The Noteholder or Note Owner (and its successors and transferees), by its acceptance of this Note or, in the case of a Note Owner, a beneficial interest in this Note, (i) acknowledges that it has read and is familiar with the provisions of Sections 10.12, 10.13 and 10.14 of the Indenture and (ii) agrees that it is bound thereby and shall comply therewith.

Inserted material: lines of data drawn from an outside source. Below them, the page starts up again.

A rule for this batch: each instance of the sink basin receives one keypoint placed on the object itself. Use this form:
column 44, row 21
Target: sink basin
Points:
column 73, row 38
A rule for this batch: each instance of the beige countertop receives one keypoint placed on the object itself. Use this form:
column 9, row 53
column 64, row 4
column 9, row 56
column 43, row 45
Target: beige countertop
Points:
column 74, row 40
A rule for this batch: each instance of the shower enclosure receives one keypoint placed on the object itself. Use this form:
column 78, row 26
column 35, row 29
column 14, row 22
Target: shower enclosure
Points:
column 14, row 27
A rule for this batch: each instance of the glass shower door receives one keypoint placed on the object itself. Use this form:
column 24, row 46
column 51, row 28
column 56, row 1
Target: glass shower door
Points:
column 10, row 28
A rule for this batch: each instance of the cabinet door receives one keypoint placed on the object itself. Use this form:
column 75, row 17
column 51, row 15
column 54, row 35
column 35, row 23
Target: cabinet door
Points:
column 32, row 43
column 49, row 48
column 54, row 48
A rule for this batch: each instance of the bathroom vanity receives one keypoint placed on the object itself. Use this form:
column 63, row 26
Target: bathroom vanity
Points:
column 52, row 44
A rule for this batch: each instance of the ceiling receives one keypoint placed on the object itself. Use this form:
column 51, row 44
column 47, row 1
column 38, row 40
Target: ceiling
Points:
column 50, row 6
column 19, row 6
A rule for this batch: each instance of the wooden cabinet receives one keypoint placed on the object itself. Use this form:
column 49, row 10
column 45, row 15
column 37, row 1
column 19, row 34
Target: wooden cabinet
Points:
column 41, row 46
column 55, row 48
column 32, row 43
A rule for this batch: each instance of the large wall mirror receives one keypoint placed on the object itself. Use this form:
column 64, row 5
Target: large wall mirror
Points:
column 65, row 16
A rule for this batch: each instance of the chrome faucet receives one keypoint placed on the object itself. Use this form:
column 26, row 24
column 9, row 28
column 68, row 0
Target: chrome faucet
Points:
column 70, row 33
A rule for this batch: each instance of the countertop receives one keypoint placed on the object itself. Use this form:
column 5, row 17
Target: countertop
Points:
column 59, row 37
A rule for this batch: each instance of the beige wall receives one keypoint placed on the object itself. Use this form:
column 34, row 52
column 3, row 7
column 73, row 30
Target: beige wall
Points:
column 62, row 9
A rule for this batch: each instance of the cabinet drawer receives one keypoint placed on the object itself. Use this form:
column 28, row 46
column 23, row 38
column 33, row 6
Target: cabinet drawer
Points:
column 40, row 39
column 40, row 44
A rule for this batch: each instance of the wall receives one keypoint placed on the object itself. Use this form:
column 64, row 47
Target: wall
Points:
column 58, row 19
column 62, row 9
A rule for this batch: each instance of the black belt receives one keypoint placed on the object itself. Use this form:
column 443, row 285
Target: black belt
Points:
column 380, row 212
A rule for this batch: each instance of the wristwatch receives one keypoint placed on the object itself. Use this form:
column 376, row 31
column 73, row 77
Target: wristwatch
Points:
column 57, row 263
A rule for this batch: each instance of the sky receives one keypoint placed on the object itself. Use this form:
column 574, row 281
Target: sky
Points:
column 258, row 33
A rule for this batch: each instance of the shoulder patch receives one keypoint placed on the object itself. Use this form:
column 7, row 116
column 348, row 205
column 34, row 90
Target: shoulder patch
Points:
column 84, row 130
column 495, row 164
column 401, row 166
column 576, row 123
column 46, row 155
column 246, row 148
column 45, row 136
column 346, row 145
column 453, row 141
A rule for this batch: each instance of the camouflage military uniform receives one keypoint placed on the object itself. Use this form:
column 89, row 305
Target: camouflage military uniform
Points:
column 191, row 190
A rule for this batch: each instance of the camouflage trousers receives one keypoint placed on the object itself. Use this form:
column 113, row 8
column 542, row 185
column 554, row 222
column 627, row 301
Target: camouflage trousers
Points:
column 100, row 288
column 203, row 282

Prior to the due presentment for registration of transfer of this Note, the Issuer, the Indenture Trustee and the Note Paying Agent and any agent of the Issuer, the Indenture Trustee or the Note Paying Agent may treat the Person in whose name this Note (as of the day of determination or as of such other date as may be specified in the Indenture Documents) is registered as the owner of this Note for all purposes, whether or not this Note be overdue, and none of the Issuer, the Indenture Trustee, the Note Paying Agent or any such agent shall be affected by notice to the contrary.

The Indenture Documents permit, with certain exceptions as therein provided, the amendment thereof and the modification of the rights and obligations of the Issuer and the rights of the Noteholders under the Indenture Documents at any time by the Issuer with the consent of the Required Noteholders. The Indenture Documents also contain provisions permitting the Noteholders representing specified percentages of the aggregate amount Outstanding of the 2011-A Trust Notes, on behalf of the Noteholders of all the 2011-A Trust Notes, to waive compliance by the Issuer with certain provisions of the Indenture Documents and certain past defaults under the Indenture Documents and their consequences. Any such consent or waiver by the Noteholder of this Note (or any one or more predecessor 2011-A Trust Notes to this Note) shall be conclusive and binding upon such Noteholder and upon all future Noteholders of this Note and of any 2011-A Trust Note issued upon the registration of transfer hereof or in exchange hereof or in lieu hereof whether or not notation of such consent or waiver is made upon this Note.

The 2011-A Trust Notes are issuable only in registered form in denominations as provided in the Indenture Supplement, subject to certain limitations therein set forth.

This Note will be governed by and construed in accordance with the laws of the Province of Ontario and the federal laws of Canada applicable therein.